Matthew Frankel: The traditional IPO process is not accessible to a lot of people listening, myself included. I get shut out of IPOs all the time. I use TD Ameritrade and they don't sponsor a lot of them. It's a way for everyday investors to get into IPOs. Like any kind of investing, there's a right way and a wrong way to do it, and there's a lot to know before you get started. I feel that's really important. Real quick, for those listeners who don't know, who have just maybe heard SPACs in news headlines and stuff like that, give everybody just like a 30-second rundown of what a SPAC is.
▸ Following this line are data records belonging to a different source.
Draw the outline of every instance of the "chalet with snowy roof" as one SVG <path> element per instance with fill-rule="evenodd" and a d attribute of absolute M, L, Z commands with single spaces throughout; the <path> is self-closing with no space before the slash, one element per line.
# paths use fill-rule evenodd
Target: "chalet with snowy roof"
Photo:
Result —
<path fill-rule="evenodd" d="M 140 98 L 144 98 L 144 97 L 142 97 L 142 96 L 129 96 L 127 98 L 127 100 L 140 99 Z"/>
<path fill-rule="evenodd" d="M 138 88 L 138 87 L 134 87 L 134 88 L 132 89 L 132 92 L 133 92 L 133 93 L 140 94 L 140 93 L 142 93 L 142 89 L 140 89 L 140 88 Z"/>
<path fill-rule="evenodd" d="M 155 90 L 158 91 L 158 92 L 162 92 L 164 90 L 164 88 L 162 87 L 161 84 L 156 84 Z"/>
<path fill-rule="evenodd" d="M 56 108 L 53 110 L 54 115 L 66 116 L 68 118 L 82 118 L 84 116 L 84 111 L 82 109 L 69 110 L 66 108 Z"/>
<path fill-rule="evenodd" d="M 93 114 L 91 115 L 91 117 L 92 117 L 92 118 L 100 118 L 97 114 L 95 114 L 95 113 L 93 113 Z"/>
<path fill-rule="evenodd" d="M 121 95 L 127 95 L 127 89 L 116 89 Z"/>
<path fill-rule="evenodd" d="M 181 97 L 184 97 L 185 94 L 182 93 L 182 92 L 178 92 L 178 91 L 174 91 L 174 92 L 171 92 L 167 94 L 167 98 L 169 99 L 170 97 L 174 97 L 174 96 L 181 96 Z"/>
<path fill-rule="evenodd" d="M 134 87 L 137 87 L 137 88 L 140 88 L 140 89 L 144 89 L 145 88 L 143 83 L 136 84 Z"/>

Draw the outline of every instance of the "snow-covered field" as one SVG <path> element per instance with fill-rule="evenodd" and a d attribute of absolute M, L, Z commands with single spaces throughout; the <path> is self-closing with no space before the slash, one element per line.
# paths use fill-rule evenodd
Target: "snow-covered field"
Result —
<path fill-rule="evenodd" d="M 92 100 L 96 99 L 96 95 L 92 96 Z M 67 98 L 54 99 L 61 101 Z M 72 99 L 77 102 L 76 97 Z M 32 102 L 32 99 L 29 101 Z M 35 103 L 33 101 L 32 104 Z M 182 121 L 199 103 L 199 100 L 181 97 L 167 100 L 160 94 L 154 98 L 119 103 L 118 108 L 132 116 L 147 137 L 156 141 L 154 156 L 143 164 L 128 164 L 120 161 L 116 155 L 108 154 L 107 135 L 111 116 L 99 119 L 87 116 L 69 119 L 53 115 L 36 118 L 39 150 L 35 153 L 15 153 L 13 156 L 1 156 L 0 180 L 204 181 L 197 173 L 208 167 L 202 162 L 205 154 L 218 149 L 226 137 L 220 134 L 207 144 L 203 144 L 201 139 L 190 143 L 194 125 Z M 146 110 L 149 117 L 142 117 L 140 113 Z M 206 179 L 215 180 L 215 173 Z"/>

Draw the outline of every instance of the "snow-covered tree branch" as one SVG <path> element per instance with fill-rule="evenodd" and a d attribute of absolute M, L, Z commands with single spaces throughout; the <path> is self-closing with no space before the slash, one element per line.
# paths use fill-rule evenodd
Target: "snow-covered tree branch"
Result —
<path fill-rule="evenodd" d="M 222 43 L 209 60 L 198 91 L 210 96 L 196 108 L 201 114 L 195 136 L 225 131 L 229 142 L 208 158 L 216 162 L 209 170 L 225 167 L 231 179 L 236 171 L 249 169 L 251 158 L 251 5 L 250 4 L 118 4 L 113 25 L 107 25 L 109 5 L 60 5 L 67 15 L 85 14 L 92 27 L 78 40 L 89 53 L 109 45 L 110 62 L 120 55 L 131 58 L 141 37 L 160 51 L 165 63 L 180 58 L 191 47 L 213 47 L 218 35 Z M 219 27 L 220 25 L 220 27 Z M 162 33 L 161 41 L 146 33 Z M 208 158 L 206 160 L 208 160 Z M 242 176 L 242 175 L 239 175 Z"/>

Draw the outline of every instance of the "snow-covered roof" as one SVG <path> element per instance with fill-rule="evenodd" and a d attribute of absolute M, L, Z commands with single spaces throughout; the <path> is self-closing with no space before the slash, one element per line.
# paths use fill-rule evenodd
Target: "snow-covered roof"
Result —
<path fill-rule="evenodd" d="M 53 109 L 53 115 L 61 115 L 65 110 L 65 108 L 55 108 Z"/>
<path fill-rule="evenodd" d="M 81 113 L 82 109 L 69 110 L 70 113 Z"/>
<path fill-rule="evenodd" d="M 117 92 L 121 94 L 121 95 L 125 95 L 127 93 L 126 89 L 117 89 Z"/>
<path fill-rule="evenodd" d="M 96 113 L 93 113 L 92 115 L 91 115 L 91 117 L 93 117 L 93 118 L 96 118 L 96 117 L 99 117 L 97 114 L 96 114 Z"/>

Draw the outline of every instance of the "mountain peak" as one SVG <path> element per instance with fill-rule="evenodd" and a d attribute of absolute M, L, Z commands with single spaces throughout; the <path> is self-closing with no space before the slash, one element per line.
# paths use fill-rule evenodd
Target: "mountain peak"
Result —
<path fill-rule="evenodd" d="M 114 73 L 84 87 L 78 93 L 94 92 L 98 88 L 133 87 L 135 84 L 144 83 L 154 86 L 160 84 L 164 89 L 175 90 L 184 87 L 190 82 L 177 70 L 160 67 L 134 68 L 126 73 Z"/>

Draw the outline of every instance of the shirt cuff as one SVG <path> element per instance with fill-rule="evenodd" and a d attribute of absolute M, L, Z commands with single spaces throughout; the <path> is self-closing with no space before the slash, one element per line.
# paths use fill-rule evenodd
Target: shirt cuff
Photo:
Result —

Dan Caplinger: Sure. The acronym S-P-A-C stands for Special Purpose Acquisition Corporation. Basically, the way it's set up, it's like a shell company. You'll get a group of investment managers, they will go out to the general public, they will say, "Hey, we want to raise some money. We want to buy a privately held company. We don't know exactly which privately held company we want to buy upfront, we just know generally what we're looking for. If you will give us some money, we will do the legwork, we will negotiate a deal with a good acquisition candidate, then we'll come back to you as shareholders once we've got that deal in place and say, 'Hey, do you think this is a good deal?'" Shareholders vote. If they vote to approve it, then the merger goes through. Basically what happens is, the way that the SPAC is formed, they go through the IPO process. They list their shares on the New York Stock Exchange, on the NASDAQ. When they buy the privately held company, they set up the merger in such a way that after the merger is complete, then suddenly it's the private company's business that's available to those SPAC investors. The shares that you own as a SPAC shareholder, they represent that privately held company after the merger.

Frankel: SPACs can be a little complicated to trade. When they go public, SPACs are generally first brought to the public market as something called units. Then, at some point later, I want to say it's 52 days, in most cases, something to that effect. They split into common shares and warrants. Each SPAC unit is a combination of one share, and a certain fraction of a warrant. Some cases it's half, some cases it's a quarter. One thing is, it's important to know the distinction of what you're investing in first of all. When you buy a SPAC that has recently gone public, your choice is pretty much the units, which we'll see in a couple of examples a little bit later. That's a combination of a share and a piece of a warrant. Once the SPACs traded for a while you can choose; should you just buy the common stock, should you buy the warrants, which are similar to options, or should you buy the units which are a combination.